The colposcopic impression diagnosis made on the basis of subjective judgement is reflective of cervical appearance. However, few publications have reported discrepancies between different HPV genotypes, and the correlation between colposcopic findings and HPV genotypes is controversial [13, 14]. In this study, we found that the sensitivity of colposcopic impression in the detection of cervical HSILs was significantly different among different HPV type groups; it was the highest in HPV16-positive patients, followed by HPV18-positive patients, and was the lowest in HPV52-positive patients. Our findings were consistent with those of Jeronimo et al. that HPV16/18-infected women had worse colposcopic impressions than non-HPV16/18-infected patients [36], resulting in the early diagnosis of HPV16-related CIN3+ and delayed diagnosis in HPV18/45 and other hrHPV-related CIN3+ patients [21, 22].

The factors that were possible limitations in our study were the sample size and the selection bias, as all patients included were from the same hospital. However, we believe that these evaluations are clinically relevant since we analysed the colposcopic findings quantitatively and objectively and compared the differences in visual appearance in different HPV-genotype-related lesions.

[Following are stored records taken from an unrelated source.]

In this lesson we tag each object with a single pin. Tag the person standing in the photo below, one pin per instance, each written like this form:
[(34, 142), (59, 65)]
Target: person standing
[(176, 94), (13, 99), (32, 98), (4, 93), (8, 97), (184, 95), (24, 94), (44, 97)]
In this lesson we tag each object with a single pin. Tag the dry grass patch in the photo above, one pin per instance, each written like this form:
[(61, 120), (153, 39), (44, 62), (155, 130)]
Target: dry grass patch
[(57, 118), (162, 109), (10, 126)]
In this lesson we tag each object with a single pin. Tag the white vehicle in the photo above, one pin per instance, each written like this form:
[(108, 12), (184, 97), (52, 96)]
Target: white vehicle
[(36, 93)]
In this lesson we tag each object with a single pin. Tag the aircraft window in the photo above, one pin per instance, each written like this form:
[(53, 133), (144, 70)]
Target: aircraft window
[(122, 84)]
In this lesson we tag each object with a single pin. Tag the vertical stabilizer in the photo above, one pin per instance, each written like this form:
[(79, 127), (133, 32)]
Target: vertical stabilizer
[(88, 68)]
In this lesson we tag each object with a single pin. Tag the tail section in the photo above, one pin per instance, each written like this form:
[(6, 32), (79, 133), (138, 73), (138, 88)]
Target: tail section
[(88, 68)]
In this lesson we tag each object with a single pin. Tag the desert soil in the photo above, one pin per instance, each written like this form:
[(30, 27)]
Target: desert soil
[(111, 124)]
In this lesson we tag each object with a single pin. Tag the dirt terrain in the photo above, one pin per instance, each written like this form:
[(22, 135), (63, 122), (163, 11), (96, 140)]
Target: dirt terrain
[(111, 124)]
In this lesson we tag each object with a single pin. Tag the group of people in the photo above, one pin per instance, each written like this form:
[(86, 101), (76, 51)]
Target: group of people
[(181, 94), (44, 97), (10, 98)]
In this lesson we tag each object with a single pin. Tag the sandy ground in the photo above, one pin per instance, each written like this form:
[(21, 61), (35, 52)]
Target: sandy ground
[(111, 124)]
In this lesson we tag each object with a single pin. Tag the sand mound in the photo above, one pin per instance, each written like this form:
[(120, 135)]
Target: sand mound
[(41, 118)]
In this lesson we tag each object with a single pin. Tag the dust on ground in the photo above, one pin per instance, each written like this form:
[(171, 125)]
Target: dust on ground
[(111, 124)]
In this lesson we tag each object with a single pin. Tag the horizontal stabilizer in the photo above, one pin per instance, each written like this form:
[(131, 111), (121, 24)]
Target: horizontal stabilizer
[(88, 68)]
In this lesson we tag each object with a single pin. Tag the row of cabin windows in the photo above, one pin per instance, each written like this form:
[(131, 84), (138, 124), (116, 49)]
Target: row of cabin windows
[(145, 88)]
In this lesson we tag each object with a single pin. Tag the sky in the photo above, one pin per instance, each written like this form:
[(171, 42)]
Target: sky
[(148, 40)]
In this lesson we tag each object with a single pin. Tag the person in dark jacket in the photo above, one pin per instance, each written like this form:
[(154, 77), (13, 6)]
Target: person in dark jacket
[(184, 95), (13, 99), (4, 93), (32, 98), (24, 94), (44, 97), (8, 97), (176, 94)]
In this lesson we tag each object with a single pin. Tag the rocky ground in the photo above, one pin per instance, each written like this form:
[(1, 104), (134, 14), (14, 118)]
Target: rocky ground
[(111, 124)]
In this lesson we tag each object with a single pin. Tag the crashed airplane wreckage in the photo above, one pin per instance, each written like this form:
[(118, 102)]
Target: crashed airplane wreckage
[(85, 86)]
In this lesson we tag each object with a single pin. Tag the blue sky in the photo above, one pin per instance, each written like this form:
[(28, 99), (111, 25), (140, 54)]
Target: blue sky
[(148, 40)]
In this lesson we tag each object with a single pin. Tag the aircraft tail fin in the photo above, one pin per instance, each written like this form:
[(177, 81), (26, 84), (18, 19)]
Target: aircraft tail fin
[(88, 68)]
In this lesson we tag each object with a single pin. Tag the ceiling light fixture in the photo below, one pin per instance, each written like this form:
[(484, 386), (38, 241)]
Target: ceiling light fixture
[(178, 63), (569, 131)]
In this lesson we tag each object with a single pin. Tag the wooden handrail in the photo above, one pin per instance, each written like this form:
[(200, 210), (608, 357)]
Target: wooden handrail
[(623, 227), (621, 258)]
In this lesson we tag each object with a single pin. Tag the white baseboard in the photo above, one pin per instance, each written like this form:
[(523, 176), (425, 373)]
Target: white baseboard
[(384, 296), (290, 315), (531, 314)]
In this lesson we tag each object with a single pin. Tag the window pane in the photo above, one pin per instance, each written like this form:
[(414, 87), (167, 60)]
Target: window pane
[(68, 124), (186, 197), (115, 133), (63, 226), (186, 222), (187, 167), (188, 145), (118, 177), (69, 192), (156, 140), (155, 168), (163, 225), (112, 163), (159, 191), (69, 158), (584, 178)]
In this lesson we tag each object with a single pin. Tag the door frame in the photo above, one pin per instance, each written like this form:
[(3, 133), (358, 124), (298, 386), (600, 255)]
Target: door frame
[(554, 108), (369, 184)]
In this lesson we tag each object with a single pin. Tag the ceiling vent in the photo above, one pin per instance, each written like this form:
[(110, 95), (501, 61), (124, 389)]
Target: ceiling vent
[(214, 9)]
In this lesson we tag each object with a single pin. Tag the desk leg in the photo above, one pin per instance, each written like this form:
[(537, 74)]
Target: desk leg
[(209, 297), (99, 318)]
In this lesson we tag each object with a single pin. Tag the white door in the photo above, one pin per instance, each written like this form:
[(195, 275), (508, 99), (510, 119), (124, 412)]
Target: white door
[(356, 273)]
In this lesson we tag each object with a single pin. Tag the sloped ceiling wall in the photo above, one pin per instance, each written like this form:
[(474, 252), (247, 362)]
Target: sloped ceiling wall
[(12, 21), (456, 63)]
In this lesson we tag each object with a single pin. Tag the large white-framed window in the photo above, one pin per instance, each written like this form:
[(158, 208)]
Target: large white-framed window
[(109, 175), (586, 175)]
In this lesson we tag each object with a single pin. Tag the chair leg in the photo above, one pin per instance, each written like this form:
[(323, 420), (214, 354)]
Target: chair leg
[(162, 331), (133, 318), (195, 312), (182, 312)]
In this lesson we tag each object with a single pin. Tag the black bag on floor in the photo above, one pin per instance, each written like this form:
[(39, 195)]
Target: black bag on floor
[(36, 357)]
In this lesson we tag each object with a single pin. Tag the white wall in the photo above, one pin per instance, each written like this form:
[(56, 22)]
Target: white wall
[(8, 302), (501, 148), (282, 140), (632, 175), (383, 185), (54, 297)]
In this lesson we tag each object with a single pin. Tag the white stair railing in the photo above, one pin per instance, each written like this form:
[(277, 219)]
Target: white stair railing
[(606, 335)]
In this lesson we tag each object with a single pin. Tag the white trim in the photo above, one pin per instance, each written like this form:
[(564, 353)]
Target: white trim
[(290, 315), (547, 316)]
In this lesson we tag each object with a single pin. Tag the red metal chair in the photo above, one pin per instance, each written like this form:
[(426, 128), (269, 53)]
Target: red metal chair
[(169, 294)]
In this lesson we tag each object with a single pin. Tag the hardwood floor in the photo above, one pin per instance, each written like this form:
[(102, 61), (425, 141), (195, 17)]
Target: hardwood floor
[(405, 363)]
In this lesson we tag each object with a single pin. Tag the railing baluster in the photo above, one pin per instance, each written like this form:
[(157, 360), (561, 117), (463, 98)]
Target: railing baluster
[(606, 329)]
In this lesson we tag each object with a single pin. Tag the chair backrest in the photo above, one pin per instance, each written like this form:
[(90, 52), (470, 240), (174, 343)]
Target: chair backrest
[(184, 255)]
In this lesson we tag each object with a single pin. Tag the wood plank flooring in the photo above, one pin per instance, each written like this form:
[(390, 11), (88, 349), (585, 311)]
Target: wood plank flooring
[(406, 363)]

Similar to Jeronimo’s opinion [22], we consider that the visual appearance of an intraepithelial lesion associated with HPV16 may be more typical, especially after acetic acid is applied, and more likely to be detected under colposcopy. The difference in iodine staining negativity between the HPV18 and other hrHPV groups may further suggest that HPV18 is closely related to glandular epithelial lesions. Lesions associated with HPV52 or HPV58 could be atypical and easier to miss during colposcopic evaluation. It is important to note that the typical vascular patterns and large areas may be characteristics of lesions associated with HPV negativity.

It is estimated that HPV vaccination results in a significant reduction in the prevalence of cervical infection by HPV type 16 or 18, reducing the prominence of cervical lesions [40]. These data provide insight into the performance of colposcopy in vaccinated populations in the future, especially in HPV-negative patients.